Fahrbahn absenken vor der Unterführung

Fahrradfahrer die von der Friedhofstraße kommen können nicht auf die andere Seite auf den Fahhradweg fahren wenn Sie durch die Unterführung möchten. Es würde Sinn machen, dort den Bordstein etwas abzusenken, damit dies möglich wird.

Prüfung durch die Verwaltung:
Umsetzbarkeit:
Ja
Kosten: Im Budget

Erläuterungen:
Eine Absenkung des Bordsteins auf 2-3 cm wäre möglich.

 

Kommentare

Besser wäre "Bordstein" absenken für Radfahrer. Das gleiche gilt meiner Meinung nach für die Einmündung Raiffeisenstraße in die Bezirksstraße. Radfahrer sind hier gezwungen vom Radweg auf die Fahrbahn zu fahren, statt auf den Gehweg auszuweichen, der eigentlich auch für Radfahrer freigegeben ist. Ist es noch niemandem passiert, dass an dieser Stelle von hinten (Raiffeisenstraße) der Bus kommt und auf der Bezirksstraße Gegenverkehr ist? Da steigt der Puls des Radfahrers/der Radfahrerin!

Das stimmt so nicht. In Höhe Friedhofstraße geht, von der Bezirksstraße kommend, ein Fahrradschutzstreifen einwandfrei in einen Fahrradweg auf Bordsteinhöhe in Richtung Unterführung über. Radfahrer aus der Friedhofstraße überqueren also die Raiffeisenstraße und gelangen auf der anderen Straßenseite problemlos auf den abgeschrägten Fahrradweg Richtung Unterführung.

Die veranschlagten 15.000,00 Euro wäre dagegen sinnvoll angelegt für eine Linksabbiegerspur Richtung Unterführung an der Einmündung Raiffeisenstraße in die Hauptstraße und zwar zunächst vielleicht erst einmal testhalber. Für die dafür erfoderlichen überschaubaren Markierungsarbeiten würde der Betrag gewiss nicht voll ausgeschöpft werden, sodass für andere Vorhaben noch Geld übrig bliebe. Näheres und Ausführlicheres - mit einer Skizze - zu dem Vorschlag einer Linkabbiegerspur siehe e-Bürgerdialog-Eintrag ID 2876 vom 27.02.2016.

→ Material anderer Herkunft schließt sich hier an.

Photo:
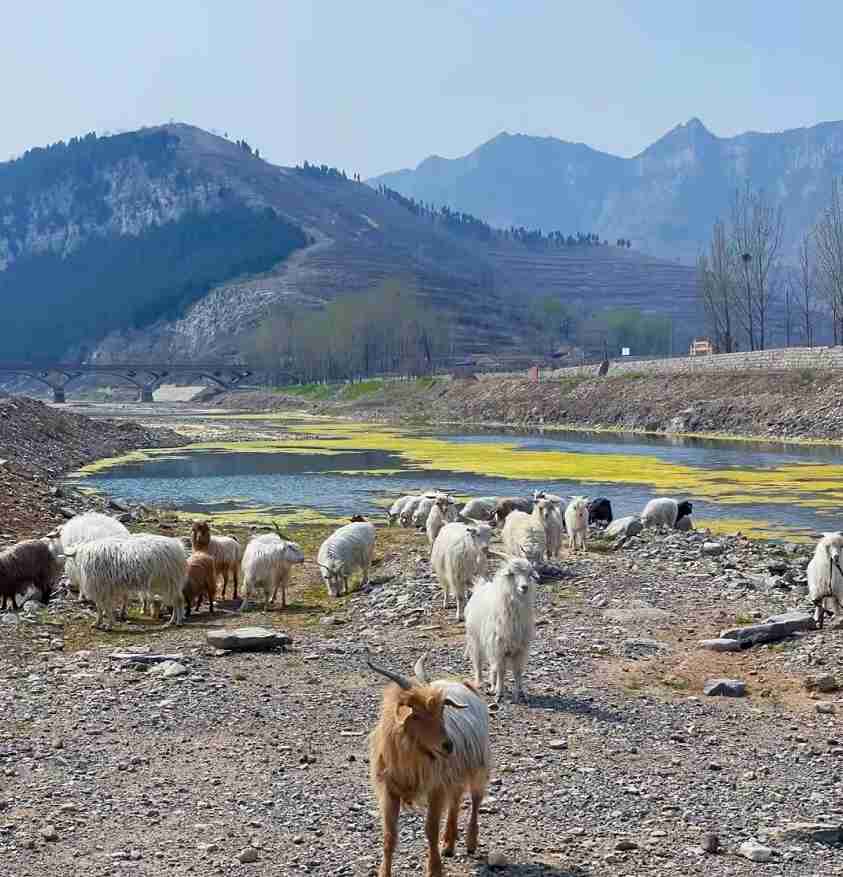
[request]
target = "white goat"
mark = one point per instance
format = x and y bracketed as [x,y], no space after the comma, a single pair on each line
[576,522]
[348,549]
[148,565]
[525,535]
[267,562]
[500,625]
[443,512]
[664,512]
[228,554]
[825,577]
[394,512]
[481,508]
[85,528]
[459,554]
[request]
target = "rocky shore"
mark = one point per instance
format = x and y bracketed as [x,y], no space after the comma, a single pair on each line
[791,404]
[39,444]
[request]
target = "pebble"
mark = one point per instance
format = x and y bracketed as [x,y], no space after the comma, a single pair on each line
[725,688]
[248,856]
[755,851]
[710,843]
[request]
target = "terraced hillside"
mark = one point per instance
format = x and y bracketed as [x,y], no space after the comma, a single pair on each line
[355,239]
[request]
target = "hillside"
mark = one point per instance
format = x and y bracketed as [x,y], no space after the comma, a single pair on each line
[172,242]
[664,200]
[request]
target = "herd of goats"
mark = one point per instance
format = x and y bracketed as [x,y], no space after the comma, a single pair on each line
[431,744]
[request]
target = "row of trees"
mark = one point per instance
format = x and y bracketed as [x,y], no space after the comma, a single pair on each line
[598,332]
[465,225]
[742,275]
[385,330]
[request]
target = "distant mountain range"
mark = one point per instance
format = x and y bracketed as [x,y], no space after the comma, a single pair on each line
[664,200]
[171,242]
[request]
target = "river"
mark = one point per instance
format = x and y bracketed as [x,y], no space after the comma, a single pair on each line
[308,469]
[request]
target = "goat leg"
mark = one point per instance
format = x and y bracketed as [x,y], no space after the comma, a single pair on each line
[390,808]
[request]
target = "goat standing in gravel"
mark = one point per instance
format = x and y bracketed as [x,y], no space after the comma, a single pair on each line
[500,625]
[825,577]
[430,746]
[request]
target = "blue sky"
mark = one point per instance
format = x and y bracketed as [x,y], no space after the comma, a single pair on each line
[374,86]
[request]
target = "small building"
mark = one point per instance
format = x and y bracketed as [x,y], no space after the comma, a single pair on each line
[701,347]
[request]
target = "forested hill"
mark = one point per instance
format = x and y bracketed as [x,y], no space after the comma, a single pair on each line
[664,200]
[174,242]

Das stimmt so nicht. In Höhe Friedhofstraße geht, von der Bezirksstraße kommend, ein Fahrradschutzstreifen einwandfrei in einen Fahrradweg auf Bordsteinhöhe in Richtung Unterführung über. Radfahrer aus der Friedhofstraße überqueren also die Raiffeisenstraße und gelangen auf der anderen Straßenseite problemlos auf den abgeschrägten Fahrradweg Richtung Unterführung.

Die veranschlagten 1.500,00 Euro wäre dagegen sinnvoll angelegt für eine Linksabbiegerspur Richtung Unterführung an der Einmündung Raiffeisenstraße in die Hauptstraße und zwar zunächst vielleicht erst einmal testhalber. Für die dafür erforderlichen geringfügigen Markierungsarbeiten würde der Betrag vielleicht sogar ausreichen, zumindest nicht wesentlich überschritten werden. Näheres und Ausführlicheres - mit einer Skizze - zu dem Vorschlag einer Linkabbiegerspur siehe e-Bürgerdialog-Eintrag ID 2876 vom 27.02.2016.